A New Paradigm: Humans Steer, Agents Execute
Within five months, an OpenAI team completed a challenge: developing and launching an internal product with code written entirely by an AI Agent. The project started in August 2025 from an empty repository, driven by an engineering team of initially just 3 people. By early 2026, the repository had accumulated about 1 million lines of code, covering everything from application logic to CI/CD configurations, and had merged approximately 1,500 Pull Requests generated by the AI. The product is now used daily by hundreds of internal users and has entered an external alpha testing phase. The entire process strictly followed the principle of “humans write no production code.” The estimated development efficiency is 10 times that of traditional manual coding.
Redefining the Engineer’s Role: From Coding to Design
In this experiment, the core responsibility of engineers was no longer writing code but shifted to higher-level tasks like system design, environment construction, and feedback loop optimization. The team’s primary task was to build a “standardized” and “readable” work environment for the AI Agent (Codex). For example, by integrating with the Chrome DevTools Protocol, they enabled the agent to directly manipulate the UI and reproduce bugs. By exposing LogQL and PromQL query interfaces, they allowed the agent to understand application logs and performance metrics. This “scaffolding” work to empower the AI was key to achieving effective human-agent collaboration.

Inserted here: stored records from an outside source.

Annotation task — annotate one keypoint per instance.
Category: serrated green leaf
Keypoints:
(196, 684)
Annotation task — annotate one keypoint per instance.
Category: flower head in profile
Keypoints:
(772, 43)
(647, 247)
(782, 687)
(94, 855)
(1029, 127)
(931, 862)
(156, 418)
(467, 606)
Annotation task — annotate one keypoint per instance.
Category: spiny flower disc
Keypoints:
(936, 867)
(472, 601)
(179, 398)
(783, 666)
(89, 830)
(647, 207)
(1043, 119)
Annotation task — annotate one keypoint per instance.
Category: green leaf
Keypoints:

Enforcing Architecture with a Structured Knowledge Base
To enable the AI Agent to handle complex tasks and maintain system architecture consistency, the team abandoned single, monolithic instruction files. Instead, they built a structured docs/ directory as the “single source of truth.” A concise AGENTS.md file serves as a high-level map, guiding the agent to consult more detailed design documents, architectural standards, and execution plans when needed. More importantly, the team used custom linters and CI jobs, also generated by Codex, to mechanically enforce architectural rules, such as strict dependency directions and module layering. These coded “invariants” effectively prevented the architectural decay that can occur during rapid iteration.
Towards Autonomy and Continuous Maintenance
As the system matured, the AI Agent’s level of autonomy significantly increased. It can now complete end-to-end bug fixes from a single prompt, including reproducing the issue, writing code, validating the fix, opening a PR, and responding to review comments. To combat the potential “entropy” or technical debt introduced by AI-generated code, the team also deployed periodically running “documentation gardener” and “garbage collection” agents. These automated tasks scan and refactor code that deviates from best practices, ensuring the ongoing health of the codebase. This practice demonstrates that the future challenges of software engineering are shifting from writing code to designing environments and systems that can effectively guide and control AI agents.